Today, Big Data applications are radically transforming the ways in which small and medium enterprises are competing with each other. Because of their impact, it has become essential for companies to know the right ways of implementing Big Data tools and analytics –and from the very beginning too. These Big Data best practices are indispensible in enhancing the ongoing efforts of SMEs and help them move ahead with their smaller margin of error and budgets alike. Here’s a checklist that needs ample consideration before SMEs (like yours) push in the required investments for maximizing business value.
1. Have the Latest Big Data Tools in Place
Big Data tools and analytics are good fun to work with and offer valuable insights. But then, lack of latest tools and techniques for analysis can lead to complete wastage of time and resources. With the intent of providing the right answers for practical and real-world business issues, updated cloud-based solutions, machine learning techniques, and Big Data analytics for gaining business insights, these much-required tools are available at affordable prices. Because of their support and with the right infrastructural capabilities in place, small-sized companies are now exploring huge datasets for big-time success.
2. Easy Accessibility is a Must too
In order to get optimum value from your Big Data insights, ensure that they are easily accessible to all employees. Whether it is about HR teams keeping close track of absenteeism, or marketing teams utilizing data for assessing client demands, Big Data impacts all aspects of your business, and therefore, should be understood by all.
3. Where’s the Big Data Road Map?
Once objectives are set and all experimentations are over, you have a complete understanding of all that needs to be accomplished by your business. This is the right time for you to establish a Big Data road map. Instead of one that may go astray while meeting all project demands (of miscellaneous projects) simultaneously, the chalked road map should meet some fundamental requirements. An appropriate Big Data sketch best begins with foundational services that kick start your company’s operations. Then, it should encompass existing data services, achievable and reasonable benchmarks, and so forth. What’s more? It’s not at all important to plan ten years in advance and get bogged down during execution times. A two-or-three year road map that includes all technical and business goals is good enough.
4. Keep Testing all Big Data Assumptions
You know that unstructured data and new data sources may be used for making lucrative assumptions for the future. But, without proper testing systems in place, they may misfire badly. So, instead of anticipating beyond the levels of repair, you should be capable of determining the best actions that need to be initiated in real time. Despite having all the right metadata definitions and big data practices (read controls) in place, you need to test them regularly. For instance, if you have been getting hard to believe results recently, its time you evaluated all outcomes immediately. In other words, never assume that your data is always reliable and correct!
5. Ask for Big Data Expert Advice
The many opportunities and challenges of Big Data are better understood through discussions with experts. Whether it is for identifying SME projects that prove to be practical and promising, or knowing the issues that advanced Big Data applications and analytics can solve; those with more knowledge in the field go a long way in helping your cause.

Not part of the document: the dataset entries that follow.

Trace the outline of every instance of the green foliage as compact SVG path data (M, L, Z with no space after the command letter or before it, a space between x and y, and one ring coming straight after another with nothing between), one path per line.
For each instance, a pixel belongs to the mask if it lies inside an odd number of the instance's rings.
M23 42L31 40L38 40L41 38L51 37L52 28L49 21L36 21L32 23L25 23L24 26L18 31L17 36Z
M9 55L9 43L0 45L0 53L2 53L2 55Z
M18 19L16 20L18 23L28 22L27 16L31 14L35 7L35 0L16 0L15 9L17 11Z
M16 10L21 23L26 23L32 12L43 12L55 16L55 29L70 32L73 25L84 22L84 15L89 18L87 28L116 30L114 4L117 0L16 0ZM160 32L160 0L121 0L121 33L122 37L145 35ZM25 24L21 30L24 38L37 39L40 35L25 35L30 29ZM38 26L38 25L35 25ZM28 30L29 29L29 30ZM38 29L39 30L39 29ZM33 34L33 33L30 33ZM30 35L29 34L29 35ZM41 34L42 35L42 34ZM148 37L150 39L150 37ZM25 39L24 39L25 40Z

6. Real Time Analysis of Big Data
Successful small and medium businesses are looking towards descriptive reports, data dashboards, and pre-defined systems for analyzing their incoming data, and in real time too. These tools are helping them produce the right predictions that may be put into action at the right time. Yes, it’s time to go for real time Big Data Analytics—you won’t be disappointed.
7. Visualization of Better Business Insights
The big idea behind using Big Data analytics is for accessing better, new business insights that may be transformed into valuable decision strategies for improving customer impact. You need to invest in visual tools for crafting decision trees or segmenting customer populations by using smart mixes of data-driven insights and policies. To lift business performance and benefit from data-centric experimentation, the right balance of human expertise with Big Data techniques is a must too.
This checklist of Big Data best practices requires little investments in specialized skills or large-scale, expensive infrastructure. The availability of effective cloud services is now allowing SMEs to handle all underlying Big Data systems and services securely. These services are chargeable only when put to use. Overall, the idea is to refrain from reinventing the wheel and leveraging the many advantages of Big Data’s momentum—right away!